We've all seen the extreme cases: the man-cave that feels like an actual cavern, or the kitchen island as big as an actual island, all with the price tag to match. This week's Angie's List Report provides advice on avoiding those mistakes by right-sizing your home upgrades.

When beginning a home remodel, you want to be sure the updates are right for you and your household, all while getting the most for your money. The term 'right-sizing' is coming into play more and more as homeowners make upgrades that aren't necessarily the biggest and grandest. Instead, their changes are sized just right for their needs. Doing that correctly begins with a lot of planning.

"It's important to talk to an architect or builder who understands your household needs when you're thinking about remodeling," said Angie Hicks, Co-Founder of Angie's List.

Wendy Langston, the owner of Everything Home Design, knows the value of right-sizing for her clients and starts by asking questions.

"When planning a new home or remodel, there's some critical things to consider to ensure that we right-size the home and don't build a home or design a home that's too large. Specifically, we want to understand your lifestyle, the function of the space and projections on how the home might suit you, moving forward in time," said Langston.

An architect or designer can suggest ideas that fit into your lifestyle, as well as your space. But first they need to know exactly what your lifestyle entails. Wendy uses a detailed questionnaire.

It allows us to look at everything from the demographic of the folks who might be using the home, to their lifestyle, how their hobbies are, how they like to entertain, what kind of clutter tolerance they might have, concerns or opportunities for using low-maintenance products, if they have dogs or small children, grandchildren. So through this lifestyle questionnaire, we're really able to get a lot of answers that then help us guide our planning for the home design.

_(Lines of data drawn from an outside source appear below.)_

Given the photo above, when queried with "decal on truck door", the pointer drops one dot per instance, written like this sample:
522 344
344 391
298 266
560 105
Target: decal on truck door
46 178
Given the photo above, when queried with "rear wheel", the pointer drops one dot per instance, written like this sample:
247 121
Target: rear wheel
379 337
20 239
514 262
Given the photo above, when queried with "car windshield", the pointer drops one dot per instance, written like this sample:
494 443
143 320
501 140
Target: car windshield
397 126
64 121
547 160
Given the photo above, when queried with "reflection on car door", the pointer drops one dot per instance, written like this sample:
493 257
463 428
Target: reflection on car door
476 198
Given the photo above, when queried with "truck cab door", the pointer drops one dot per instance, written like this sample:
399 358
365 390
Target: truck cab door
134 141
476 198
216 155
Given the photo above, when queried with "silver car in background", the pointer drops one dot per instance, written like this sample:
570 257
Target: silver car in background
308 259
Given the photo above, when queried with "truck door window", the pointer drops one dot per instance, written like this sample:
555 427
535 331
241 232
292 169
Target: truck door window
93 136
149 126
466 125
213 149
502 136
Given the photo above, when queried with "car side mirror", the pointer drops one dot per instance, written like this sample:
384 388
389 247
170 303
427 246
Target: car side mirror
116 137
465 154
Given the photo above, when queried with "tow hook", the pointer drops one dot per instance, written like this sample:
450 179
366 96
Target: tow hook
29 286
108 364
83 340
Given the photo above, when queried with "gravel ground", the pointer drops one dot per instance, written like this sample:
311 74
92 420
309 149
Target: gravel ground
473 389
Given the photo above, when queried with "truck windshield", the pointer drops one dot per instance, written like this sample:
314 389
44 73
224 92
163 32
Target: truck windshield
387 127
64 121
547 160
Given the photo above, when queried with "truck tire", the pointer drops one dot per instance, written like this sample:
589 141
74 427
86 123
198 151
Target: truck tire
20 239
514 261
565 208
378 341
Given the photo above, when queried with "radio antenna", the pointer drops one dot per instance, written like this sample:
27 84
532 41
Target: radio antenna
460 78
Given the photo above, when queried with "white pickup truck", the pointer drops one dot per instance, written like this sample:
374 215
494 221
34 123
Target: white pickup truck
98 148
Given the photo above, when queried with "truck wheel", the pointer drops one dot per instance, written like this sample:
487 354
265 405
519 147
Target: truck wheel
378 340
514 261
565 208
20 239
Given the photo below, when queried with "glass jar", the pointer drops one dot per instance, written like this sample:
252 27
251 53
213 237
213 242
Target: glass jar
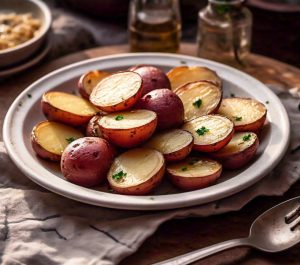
154 25
224 32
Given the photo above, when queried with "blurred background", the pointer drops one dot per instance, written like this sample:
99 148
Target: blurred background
86 24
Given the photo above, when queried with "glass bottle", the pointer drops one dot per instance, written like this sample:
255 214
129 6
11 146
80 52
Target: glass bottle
224 32
154 25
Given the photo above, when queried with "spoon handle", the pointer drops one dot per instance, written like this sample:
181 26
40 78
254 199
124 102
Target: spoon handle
204 252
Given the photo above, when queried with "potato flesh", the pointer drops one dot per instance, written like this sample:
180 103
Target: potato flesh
139 165
209 94
219 128
237 144
116 89
182 75
53 136
70 103
194 167
241 110
130 119
92 79
170 141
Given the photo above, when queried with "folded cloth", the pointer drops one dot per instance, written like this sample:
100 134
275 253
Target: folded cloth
40 227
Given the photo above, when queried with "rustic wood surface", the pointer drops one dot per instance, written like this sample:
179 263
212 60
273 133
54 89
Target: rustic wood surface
180 236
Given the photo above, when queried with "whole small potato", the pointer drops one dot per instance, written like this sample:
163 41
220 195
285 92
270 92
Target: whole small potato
86 161
167 105
153 78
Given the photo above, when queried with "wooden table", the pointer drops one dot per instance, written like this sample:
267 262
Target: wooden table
180 236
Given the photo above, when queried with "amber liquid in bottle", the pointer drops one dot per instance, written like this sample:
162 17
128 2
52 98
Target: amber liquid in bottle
155 31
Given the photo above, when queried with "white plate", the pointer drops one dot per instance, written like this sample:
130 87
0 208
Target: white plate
25 112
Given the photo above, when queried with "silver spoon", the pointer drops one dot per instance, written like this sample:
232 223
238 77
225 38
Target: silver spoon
275 230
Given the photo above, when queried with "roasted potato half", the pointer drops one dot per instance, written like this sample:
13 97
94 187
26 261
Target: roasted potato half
129 128
194 173
49 139
174 144
86 161
89 80
247 114
67 108
199 98
153 78
239 151
136 172
210 132
182 75
117 92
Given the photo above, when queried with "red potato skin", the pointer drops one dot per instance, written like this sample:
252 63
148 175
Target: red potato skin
143 188
214 147
237 160
252 127
54 114
92 128
128 138
124 105
180 154
82 91
153 78
86 161
40 151
167 105
195 183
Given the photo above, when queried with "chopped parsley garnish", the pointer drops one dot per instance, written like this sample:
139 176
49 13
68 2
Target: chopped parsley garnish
202 131
118 176
119 117
238 118
70 140
197 103
184 169
246 137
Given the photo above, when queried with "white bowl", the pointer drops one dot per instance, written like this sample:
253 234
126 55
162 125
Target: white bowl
20 53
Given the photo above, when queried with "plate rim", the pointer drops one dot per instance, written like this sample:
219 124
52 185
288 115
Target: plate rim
147 202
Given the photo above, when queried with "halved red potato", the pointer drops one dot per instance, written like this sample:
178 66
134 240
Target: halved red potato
210 132
199 98
49 139
117 92
246 113
86 161
92 128
89 80
239 151
174 144
136 172
129 128
194 173
182 75
67 108
153 77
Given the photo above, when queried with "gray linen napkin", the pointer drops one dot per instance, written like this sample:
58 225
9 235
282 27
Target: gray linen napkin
40 227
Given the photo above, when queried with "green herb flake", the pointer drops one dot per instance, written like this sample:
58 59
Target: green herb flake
70 140
119 117
197 103
246 137
202 131
238 118
119 176
184 169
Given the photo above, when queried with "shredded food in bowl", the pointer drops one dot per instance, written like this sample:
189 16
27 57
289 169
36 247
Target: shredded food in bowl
17 28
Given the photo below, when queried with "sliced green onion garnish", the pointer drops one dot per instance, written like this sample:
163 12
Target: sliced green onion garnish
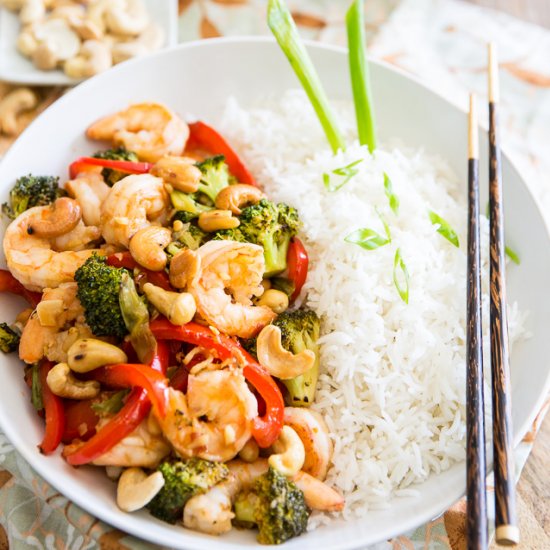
401 276
366 238
444 228
512 254
283 28
347 172
393 199
359 73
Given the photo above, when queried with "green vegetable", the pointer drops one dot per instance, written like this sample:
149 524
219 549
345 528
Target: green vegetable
359 73
392 197
30 191
401 276
512 255
9 338
300 331
111 404
347 172
120 153
215 176
367 238
36 388
98 291
182 480
283 28
269 225
276 506
444 228
136 319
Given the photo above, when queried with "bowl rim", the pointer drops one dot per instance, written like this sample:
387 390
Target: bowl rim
427 514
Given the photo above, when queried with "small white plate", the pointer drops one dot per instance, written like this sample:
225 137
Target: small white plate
16 68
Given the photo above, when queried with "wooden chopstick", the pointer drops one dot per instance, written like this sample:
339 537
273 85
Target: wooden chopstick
507 532
476 520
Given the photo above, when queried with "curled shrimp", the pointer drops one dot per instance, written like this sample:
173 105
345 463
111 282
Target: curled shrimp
151 130
230 274
213 420
39 262
133 203
211 512
43 335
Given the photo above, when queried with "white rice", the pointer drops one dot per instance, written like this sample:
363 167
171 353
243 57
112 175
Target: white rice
392 388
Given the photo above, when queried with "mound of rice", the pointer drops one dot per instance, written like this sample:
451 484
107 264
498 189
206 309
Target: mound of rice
392 388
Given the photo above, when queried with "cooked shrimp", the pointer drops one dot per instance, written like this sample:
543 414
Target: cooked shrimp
150 130
313 432
133 202
38 262
41 336
214 419
211 512
230 275
90 191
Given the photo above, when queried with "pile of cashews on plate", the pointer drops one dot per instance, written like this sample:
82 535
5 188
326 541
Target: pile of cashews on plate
83 37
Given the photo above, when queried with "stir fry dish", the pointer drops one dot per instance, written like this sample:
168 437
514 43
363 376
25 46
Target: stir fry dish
164 334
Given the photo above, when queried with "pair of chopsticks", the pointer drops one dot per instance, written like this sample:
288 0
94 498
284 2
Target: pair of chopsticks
507 532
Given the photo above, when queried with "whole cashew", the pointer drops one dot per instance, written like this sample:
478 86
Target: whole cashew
290 453
12 105
235 197
178 307
62 383
147 247
62 216
277 360
94 57
136 489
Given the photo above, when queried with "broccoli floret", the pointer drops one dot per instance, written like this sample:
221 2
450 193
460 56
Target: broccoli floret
98 291
215 176
300 331
276 506
182 480
30 191
120 153
9 339
271 226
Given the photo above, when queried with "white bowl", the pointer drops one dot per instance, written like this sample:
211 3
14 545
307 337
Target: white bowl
197 78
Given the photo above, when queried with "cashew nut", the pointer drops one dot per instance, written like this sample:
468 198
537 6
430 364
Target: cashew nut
12 105
277 360
128 17
184 267
180 172
178 307
61 382
290 453
94 57
235 197
60 218
276 300
147 247
88 354
216 220
136 489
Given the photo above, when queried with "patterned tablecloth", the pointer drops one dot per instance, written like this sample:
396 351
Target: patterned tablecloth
442 42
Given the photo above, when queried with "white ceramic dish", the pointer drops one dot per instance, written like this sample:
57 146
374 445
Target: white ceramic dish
247 68
16 68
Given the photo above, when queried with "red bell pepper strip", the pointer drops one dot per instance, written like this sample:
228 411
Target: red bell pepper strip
53 412
297 262
131 415
80 164
8 283
202 136
266 428
125 259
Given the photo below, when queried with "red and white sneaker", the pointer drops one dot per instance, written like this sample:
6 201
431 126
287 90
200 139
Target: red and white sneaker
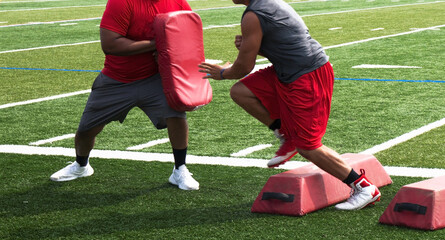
286 151
363 193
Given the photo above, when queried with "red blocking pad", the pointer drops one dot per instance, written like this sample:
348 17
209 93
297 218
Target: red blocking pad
179 43
308 188
418 205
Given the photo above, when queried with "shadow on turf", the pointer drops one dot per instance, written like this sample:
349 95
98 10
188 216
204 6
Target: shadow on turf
93 216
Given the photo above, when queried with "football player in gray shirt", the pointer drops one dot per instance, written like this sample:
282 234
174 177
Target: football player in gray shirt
293 95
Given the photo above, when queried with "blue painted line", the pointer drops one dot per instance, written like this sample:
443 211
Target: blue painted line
50 69
346 79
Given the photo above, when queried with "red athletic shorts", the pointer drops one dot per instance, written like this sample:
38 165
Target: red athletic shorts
303 105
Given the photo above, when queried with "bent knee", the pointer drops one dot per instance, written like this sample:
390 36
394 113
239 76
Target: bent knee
238 91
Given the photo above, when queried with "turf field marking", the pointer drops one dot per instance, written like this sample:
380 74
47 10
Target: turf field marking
382 66
149 144
51 140
405 137
44 99
192 159
52 22
45 47
383 37
37 9
32 1
250 150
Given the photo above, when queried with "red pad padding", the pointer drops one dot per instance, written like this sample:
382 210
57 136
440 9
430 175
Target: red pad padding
179 43
418 205
308 188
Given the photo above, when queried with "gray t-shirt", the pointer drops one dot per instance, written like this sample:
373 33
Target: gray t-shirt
286 41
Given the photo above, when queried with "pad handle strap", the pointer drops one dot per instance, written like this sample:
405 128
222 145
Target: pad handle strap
279 196
419 209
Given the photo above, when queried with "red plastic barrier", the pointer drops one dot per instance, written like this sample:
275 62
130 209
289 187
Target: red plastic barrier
179 42
418 205
308 188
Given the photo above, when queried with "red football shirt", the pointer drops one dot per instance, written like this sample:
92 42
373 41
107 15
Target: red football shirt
133 19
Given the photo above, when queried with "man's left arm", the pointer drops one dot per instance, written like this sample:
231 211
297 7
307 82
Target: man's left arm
252 35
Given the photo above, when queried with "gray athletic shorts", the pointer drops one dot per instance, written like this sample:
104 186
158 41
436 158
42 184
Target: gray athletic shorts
111 100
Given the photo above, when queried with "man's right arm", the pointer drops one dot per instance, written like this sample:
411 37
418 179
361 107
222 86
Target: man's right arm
115 44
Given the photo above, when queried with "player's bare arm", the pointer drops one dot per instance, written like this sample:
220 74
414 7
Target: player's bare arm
116 44
248 45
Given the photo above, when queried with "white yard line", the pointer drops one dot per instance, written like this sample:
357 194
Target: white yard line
44 99
192 159
241 162
405 137
383 37
52 22
229 25
149 144
45 47
250 150
49 8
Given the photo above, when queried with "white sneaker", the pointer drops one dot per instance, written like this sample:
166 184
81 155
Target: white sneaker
71 172
183 179
363 193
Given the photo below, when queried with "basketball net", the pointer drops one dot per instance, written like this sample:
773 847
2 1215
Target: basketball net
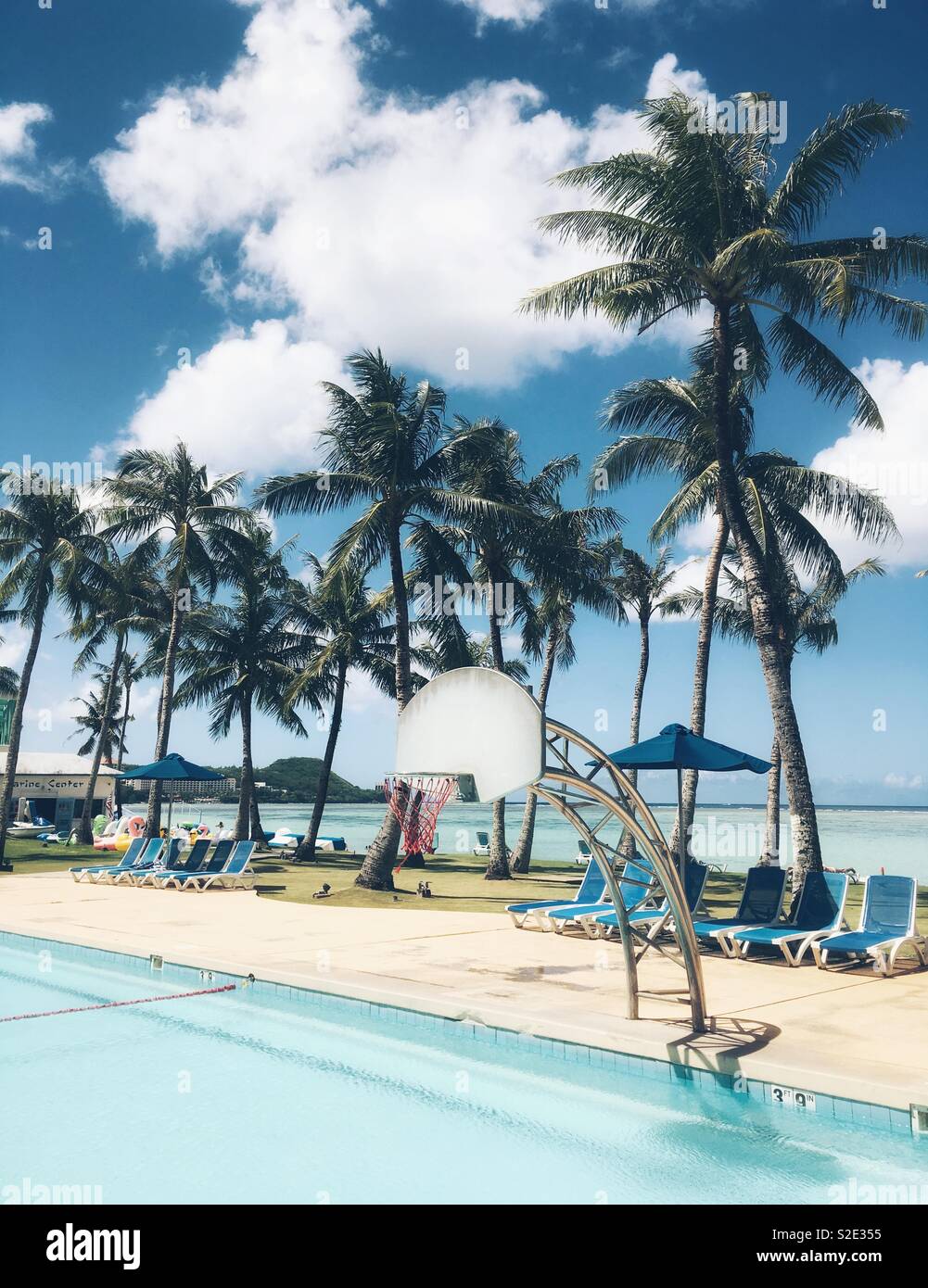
415 804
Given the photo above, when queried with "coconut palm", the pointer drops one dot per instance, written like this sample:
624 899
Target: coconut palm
111 610
805 624
244 656
693 223
350 633
568 563
95 726
386 446
667 426
49 551
641 587
169 495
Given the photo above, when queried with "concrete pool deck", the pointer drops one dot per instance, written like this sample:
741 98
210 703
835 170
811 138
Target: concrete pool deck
849 1034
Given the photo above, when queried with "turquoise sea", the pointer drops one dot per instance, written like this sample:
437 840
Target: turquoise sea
864 839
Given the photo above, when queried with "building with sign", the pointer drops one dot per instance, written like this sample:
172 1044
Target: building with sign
50 785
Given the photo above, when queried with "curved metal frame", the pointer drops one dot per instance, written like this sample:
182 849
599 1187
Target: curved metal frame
560 783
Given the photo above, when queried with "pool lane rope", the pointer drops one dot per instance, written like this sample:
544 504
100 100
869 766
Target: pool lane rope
106 1006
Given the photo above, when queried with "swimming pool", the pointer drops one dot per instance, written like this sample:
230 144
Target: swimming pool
273 1095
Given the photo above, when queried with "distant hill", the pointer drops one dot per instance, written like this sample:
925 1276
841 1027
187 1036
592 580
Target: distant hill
294 778
298 777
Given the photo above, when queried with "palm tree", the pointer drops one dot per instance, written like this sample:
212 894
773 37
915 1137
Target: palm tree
49 550
384 445
667 428
806 623
95 726
350 633
245 654
169 495
642 587
568 564
693 223
111 610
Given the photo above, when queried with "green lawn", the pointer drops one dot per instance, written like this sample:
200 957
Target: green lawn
456 881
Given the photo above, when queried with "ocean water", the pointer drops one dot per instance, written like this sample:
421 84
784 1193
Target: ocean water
248 1097
862 839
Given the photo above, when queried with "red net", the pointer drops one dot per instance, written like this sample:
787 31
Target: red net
415 802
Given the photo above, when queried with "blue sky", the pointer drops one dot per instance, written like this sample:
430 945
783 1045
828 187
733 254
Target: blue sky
270 184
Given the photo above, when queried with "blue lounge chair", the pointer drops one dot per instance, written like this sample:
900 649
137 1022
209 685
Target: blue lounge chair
191 862
234 876
164 857
128 859
819 912
634 888
604 922
591 890
887 927
760 905
178 874
146 859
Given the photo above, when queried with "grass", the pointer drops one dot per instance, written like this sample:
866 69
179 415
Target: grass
456 881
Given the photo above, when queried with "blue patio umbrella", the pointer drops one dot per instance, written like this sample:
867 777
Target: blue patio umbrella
172 769
678 747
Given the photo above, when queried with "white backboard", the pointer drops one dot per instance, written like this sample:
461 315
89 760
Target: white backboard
473 722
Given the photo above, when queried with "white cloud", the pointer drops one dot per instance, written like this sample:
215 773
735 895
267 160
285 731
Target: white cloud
518 12
892 464
13 646
250 402
367 219
17 145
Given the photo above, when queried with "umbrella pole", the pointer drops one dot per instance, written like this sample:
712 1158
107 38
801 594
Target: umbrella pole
680 832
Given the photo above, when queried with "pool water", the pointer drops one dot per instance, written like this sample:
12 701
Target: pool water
248 1096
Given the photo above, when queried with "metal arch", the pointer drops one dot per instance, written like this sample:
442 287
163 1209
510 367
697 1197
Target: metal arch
619 804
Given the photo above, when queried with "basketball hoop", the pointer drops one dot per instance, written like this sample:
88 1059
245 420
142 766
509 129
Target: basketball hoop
415 802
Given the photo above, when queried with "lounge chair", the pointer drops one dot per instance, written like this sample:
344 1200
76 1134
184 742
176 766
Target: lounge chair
591 889
177 875
234 876
165 857
602 924
128 859
819 912
147 858
760 905
634 887
191 862
887 927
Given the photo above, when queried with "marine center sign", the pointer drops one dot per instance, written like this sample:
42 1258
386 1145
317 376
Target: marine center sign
58 785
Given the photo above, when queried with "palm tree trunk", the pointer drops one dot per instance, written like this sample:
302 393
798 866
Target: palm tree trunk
627 846
254 813
702 671
106 716
521 858
498 867
16 724
807 849
124 724
165 706
771 852
247 785
306 851
376 869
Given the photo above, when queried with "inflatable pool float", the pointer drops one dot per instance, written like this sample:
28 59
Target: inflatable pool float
119 834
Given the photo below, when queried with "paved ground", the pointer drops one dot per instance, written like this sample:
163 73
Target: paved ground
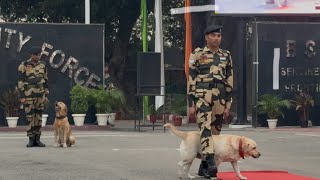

With that detailed knowledge of your household and your needs, your designer is now ready to help you make the most of your upgrade.

"A well-thought out remodel can expand your space in your home thoughtfully to make it more livable for you, and can also increase your house's resale value," said Hicks.

Mark Einselen, the residential designer at Old Town Design Group, suggests willingness to make adjustments to your vision to really get the best use of your space.

"A lot of times, people want like a really big grand first impression in the foyer, but that space may not be used that frequently. And so you can cut out unused space and re-appropriate that space in your living space, so your foyer might be a little bit smaller but then your living area is larger and that's the space you're actually going to use," said Einselen.

And when you're thinking about upgrading those less glamorous spaces in your home, like utility closets and pantries, our experts agree that it's good to go big.

"When designing a home, clients sometimes are afraid to go big in areas like closet space, and it might not be so much afraid as that they haven't considered the needs for storage," said Langston.

An area that you shouldn't be afraid to go big in is, I think, maybe your mechanical/utility/storage space. You might not want the biggest laundry room but it's a space that you'll use, maybe not every day but at least every week and you can use it for different projects too, so no one really regrets having that extra space there.